Here it is working (warning: world's worst video)

 

 

and here it is drawn as a circuit diagram

 

 

you can see how I just lashed the components together, without a breadbord or pcb, in this next photograph

 

 

How does it work? The MOSFET is switched by the Arduino. Let's consider a time where the output has been low for a while

and is just about to switch high - the gate voltage (relative to the source) is very low and the MOSFET is off. When the

Arduino pin goes high, the gate rises to something close to 5V and the MOSFET turns on. That happens fairly quickly. When

the MOSFET is on it behaves much as a small value resistor would (in this case, a few ohms), so at that point we have 5V

across the coil. The current through the coil can't change instantaneously, instead it starts to ramp up with the rate of

change dependent on the inductance - I chose the 10mH value so that it would ramp to about 20mA in a few tens of

microseconds, a time period which we could control quite accurately with the processor on the board. If you look at the

waveforms below, you can see the ramp up of the current [yellow trace is the output pin, blue trace is the coil current].

 

 

As it ramps, energy is being stored in the form of a magnetic field around the coil. After 60uS, the Arduino turns off

the MOSFET, and then the interesting bit happens; the magnetic field storing the energy can't remain there indefinitely,

so the coil needs to be rid of it. If it needs to, and in this case it does, it will do that by increasing the voltage at

the MOSFET end so as to maintain the current that was flowing at the time the switch turned off [as the energy stored is

used up, the current will fall until we are back to zero again]. Initially, the coil can charge the intrinsic capacitance

at the drain of the MOSFET and the capacitance of the LEDs, but those capacitances aren't all that large and it will

quickly attain a voltage where the LEDs turn on and then most of the energy will go to running the LEDs for a short

period. Repeating the process gives the illusion that the LEDs are on continuously. The next set of waveforms show the

voltage at the coil/MOSFET/LED node and the current that flows through the LEDs. As the current declines, the voltage

falls because the forward voltage of the LEDs depends on the current. When the energy stored by the coil is almost used

up, it no longer runs the LEDs but instead what's left of the energy moves back and forth from the coil to the

capacitance at that node [which of course includes the capacitance of the scope probe tip]. The ringing looks a bit

alarming but there's little energy there and it's not doing any real harm.

 

 

Sorry the current waveforms are a bit of a mess.

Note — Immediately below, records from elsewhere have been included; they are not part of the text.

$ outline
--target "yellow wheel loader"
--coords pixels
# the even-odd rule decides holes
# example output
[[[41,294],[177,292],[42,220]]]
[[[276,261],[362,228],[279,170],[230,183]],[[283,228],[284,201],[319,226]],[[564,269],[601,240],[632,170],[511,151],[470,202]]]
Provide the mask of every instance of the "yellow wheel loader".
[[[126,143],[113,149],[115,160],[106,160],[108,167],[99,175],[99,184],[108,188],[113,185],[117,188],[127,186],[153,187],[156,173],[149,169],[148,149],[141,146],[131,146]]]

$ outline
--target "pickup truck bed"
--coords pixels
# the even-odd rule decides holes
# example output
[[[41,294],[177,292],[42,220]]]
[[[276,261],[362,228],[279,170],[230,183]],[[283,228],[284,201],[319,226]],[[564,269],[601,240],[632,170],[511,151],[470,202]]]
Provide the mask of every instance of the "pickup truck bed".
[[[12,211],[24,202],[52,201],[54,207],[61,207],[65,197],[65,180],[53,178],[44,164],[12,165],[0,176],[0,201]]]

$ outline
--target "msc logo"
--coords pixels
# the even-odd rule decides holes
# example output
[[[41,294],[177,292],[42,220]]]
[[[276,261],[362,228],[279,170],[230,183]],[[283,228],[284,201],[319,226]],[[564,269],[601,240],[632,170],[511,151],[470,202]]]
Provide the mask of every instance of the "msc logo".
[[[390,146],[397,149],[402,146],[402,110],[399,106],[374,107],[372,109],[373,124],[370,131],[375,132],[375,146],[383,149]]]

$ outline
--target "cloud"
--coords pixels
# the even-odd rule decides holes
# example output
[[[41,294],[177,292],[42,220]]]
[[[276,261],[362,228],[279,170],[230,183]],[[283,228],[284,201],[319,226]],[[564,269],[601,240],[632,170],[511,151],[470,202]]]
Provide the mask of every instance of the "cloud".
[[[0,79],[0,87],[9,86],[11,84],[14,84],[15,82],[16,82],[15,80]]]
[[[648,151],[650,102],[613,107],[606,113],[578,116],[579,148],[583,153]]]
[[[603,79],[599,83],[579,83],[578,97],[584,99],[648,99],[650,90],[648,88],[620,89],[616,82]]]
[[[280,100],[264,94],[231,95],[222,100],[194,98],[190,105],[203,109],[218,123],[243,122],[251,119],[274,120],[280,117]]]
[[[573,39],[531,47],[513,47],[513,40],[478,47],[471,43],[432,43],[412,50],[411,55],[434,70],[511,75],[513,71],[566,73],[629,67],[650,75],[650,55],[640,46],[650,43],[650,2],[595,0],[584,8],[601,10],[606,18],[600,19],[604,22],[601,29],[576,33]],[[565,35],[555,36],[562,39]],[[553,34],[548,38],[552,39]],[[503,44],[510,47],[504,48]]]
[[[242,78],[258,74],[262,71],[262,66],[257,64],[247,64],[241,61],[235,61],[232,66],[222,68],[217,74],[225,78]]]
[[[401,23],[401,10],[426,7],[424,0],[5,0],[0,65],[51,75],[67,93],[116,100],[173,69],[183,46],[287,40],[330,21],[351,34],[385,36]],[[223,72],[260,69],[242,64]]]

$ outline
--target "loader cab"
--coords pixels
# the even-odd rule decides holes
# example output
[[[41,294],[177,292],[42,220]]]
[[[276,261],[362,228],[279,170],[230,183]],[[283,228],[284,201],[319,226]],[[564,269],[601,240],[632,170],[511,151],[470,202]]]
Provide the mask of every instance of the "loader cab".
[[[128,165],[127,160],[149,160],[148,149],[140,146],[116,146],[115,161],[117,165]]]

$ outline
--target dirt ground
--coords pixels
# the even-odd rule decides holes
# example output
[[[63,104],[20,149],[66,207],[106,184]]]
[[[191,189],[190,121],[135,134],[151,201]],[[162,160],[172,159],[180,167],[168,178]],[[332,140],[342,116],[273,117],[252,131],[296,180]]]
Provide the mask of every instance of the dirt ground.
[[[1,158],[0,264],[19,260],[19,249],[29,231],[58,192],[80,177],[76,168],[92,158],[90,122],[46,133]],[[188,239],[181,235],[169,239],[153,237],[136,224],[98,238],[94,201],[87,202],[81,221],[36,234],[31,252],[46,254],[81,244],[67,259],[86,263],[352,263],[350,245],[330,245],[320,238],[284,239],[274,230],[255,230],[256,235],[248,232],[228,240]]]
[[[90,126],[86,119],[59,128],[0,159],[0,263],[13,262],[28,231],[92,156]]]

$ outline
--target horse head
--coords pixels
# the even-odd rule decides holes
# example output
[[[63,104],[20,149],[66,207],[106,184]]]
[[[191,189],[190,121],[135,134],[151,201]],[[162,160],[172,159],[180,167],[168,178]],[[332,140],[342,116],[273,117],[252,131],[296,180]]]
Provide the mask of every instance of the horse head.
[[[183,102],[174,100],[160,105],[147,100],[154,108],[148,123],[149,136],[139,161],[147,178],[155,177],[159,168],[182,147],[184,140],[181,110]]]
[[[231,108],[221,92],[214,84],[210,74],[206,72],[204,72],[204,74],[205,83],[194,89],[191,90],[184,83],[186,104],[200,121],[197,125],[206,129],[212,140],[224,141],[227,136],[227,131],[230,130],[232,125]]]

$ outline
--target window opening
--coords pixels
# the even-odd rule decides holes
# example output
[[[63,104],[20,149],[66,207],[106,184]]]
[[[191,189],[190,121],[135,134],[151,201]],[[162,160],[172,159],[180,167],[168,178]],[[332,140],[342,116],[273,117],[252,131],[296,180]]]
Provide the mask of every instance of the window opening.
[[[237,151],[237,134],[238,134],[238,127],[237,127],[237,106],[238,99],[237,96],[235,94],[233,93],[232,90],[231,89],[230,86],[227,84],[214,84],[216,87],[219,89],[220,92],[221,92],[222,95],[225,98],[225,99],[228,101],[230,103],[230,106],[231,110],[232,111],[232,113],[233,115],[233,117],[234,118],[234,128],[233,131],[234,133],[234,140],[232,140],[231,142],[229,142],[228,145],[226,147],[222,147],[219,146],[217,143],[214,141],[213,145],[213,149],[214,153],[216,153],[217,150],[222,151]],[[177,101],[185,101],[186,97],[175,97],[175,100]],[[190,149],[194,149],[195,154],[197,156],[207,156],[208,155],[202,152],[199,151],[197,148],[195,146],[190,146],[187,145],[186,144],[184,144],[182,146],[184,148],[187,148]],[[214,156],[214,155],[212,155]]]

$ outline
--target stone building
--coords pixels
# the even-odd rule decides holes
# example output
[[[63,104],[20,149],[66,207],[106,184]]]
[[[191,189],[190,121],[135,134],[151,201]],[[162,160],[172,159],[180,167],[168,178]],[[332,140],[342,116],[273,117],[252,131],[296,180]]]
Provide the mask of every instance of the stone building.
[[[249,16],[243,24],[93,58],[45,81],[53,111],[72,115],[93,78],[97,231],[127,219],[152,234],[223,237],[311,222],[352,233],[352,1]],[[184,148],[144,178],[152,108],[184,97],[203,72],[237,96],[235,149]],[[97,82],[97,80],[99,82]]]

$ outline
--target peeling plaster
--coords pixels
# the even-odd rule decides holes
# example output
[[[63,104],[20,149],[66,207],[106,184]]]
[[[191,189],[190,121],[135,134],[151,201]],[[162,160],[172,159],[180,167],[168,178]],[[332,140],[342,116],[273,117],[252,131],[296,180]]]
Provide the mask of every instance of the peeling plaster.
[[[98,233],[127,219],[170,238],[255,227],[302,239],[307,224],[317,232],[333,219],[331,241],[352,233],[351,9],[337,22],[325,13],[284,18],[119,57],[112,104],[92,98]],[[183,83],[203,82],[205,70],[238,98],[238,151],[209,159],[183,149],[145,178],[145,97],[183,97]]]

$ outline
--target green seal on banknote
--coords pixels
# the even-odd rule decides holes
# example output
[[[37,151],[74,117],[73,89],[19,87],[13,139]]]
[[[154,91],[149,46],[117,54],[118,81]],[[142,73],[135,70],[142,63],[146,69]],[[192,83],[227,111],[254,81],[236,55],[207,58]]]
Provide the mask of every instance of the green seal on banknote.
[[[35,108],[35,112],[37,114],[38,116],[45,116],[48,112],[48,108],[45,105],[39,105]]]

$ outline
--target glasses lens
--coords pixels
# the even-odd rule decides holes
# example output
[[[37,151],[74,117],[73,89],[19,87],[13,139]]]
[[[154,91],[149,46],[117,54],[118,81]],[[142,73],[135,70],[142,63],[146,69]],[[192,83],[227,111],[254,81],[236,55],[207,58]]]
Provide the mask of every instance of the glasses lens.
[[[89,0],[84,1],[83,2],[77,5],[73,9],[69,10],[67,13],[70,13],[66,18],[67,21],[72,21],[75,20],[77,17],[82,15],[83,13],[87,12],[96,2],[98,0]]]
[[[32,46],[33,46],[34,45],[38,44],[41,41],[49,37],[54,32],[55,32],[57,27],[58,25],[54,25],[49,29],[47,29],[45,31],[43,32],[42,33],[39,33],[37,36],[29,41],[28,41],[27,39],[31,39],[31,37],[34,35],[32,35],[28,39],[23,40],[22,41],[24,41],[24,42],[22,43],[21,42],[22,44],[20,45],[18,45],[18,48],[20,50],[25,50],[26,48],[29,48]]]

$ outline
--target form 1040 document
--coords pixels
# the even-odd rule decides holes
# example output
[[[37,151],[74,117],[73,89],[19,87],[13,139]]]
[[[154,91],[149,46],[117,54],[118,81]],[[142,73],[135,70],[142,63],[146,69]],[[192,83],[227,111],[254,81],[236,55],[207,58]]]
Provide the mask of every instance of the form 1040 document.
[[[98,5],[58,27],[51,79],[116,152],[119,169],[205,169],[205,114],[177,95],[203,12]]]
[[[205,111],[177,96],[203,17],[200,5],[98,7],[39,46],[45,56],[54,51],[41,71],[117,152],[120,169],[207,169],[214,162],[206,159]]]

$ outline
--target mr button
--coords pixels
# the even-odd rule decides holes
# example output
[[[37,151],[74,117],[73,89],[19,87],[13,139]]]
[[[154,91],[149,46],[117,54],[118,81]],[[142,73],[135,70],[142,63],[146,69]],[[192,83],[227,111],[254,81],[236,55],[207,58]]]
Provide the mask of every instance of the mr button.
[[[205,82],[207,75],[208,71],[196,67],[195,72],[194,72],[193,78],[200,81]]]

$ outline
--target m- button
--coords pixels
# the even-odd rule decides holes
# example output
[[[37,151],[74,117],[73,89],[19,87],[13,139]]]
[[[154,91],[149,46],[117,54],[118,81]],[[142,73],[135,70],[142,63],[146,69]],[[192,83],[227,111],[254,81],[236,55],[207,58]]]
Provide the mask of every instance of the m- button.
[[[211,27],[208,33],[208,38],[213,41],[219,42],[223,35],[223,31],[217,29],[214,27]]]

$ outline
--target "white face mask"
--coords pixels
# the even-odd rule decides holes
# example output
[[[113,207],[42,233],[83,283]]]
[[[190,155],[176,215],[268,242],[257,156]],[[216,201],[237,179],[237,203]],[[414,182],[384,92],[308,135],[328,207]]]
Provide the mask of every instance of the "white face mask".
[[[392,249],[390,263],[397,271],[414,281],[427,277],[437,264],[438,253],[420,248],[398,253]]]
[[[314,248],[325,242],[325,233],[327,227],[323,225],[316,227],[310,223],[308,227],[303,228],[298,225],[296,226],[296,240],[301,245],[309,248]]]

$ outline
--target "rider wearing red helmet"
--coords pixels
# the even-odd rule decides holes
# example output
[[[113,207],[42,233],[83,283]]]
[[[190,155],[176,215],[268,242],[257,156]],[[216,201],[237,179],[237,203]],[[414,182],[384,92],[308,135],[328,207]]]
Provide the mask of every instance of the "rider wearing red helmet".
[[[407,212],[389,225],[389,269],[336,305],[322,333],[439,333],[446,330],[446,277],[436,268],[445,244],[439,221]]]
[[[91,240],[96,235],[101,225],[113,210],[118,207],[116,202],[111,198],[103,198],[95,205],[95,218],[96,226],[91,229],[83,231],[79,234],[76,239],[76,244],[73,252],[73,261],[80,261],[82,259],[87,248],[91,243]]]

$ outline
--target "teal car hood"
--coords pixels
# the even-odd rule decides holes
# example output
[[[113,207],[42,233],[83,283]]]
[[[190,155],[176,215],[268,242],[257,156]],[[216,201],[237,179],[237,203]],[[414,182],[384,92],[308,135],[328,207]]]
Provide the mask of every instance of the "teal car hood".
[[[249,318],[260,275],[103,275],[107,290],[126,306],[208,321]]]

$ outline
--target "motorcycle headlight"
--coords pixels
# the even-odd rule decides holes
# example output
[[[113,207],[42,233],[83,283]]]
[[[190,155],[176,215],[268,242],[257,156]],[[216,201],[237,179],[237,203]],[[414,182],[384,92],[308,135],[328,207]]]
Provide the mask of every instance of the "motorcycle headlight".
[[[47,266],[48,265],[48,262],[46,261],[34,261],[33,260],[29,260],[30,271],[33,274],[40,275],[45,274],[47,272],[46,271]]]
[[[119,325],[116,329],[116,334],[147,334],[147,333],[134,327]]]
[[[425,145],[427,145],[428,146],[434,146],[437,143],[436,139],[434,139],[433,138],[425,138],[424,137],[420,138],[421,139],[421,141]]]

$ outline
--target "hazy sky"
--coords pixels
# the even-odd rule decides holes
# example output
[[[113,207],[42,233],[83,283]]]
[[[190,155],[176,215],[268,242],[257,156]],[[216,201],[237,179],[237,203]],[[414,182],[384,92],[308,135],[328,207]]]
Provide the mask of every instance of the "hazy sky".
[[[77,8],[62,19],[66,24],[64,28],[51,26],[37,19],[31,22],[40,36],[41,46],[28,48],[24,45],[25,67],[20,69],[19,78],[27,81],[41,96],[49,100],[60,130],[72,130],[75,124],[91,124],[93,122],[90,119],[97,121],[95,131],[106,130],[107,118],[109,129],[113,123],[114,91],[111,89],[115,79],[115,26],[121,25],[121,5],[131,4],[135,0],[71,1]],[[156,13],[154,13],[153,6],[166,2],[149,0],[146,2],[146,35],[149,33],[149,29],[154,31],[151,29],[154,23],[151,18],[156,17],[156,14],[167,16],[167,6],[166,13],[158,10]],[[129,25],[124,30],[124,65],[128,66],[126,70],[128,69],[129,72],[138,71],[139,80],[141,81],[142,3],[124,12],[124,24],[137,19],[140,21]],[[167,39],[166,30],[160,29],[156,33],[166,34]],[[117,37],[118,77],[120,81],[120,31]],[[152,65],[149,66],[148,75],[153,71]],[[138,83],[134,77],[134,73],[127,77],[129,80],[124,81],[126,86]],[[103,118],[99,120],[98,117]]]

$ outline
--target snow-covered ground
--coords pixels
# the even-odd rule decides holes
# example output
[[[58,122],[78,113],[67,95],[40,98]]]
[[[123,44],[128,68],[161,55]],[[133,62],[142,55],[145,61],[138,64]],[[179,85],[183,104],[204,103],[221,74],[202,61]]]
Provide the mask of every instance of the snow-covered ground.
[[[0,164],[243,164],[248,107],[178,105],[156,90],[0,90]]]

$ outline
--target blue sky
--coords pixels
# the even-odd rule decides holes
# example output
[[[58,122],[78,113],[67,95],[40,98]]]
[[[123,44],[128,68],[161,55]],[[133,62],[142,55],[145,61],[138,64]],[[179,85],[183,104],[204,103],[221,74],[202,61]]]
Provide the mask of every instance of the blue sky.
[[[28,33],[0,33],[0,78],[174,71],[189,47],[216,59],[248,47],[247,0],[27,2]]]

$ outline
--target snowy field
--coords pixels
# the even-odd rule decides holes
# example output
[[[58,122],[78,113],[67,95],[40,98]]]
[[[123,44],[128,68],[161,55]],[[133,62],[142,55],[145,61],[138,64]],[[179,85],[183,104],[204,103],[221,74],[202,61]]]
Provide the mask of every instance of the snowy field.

The probe is a bit noisy and isn't that good with small currents.

 

A couple of points if you want to replicate this. Firstly, check the waveform timing produced by the Arduino before connecting the

circuit - there's no protection if the timing is wrong. Secondly, if the LED string is disconnected for any reason, the voltage

will increase until the current does flow, even if that means the coil has to avalanch the MOSFET to do it - so make sure

the LEDs are the right way round and connect properly - if you're a bit nervous, a 24V zener across the LED string would

provide an alternative path in the event of a fault.

 

Finally, here's the sketch I used.

 

int outPin = 9;   // output pin to use  
// the setup routine runs once when you press reset:
void setup() {
  // set output pin:
  pinMode(outPin, OUTPUT);
}
// the loop routine runs over and over again forever:
void loop() {
word onPeriod = 0;
  // LED on 
  for(onPeriod=0;onPeriod<5000;onPeriod++) {    // repeat for about half a second
    noInterrupts();
    digitalWrite(outPin, HIGH);   // pin is high
    delayMicroseconds(60);        // ...for 60 microseconds
    digitalWrite(outPin, LOW);    // then low
    interrupts();
    delayMicroseconds(60);        // ...for 60 microseconds
    }
  // LED off
  delay(500);   // off for half a second
}

 

If you want to try fading the LEDs, keep the high time constant and lengthen the low time.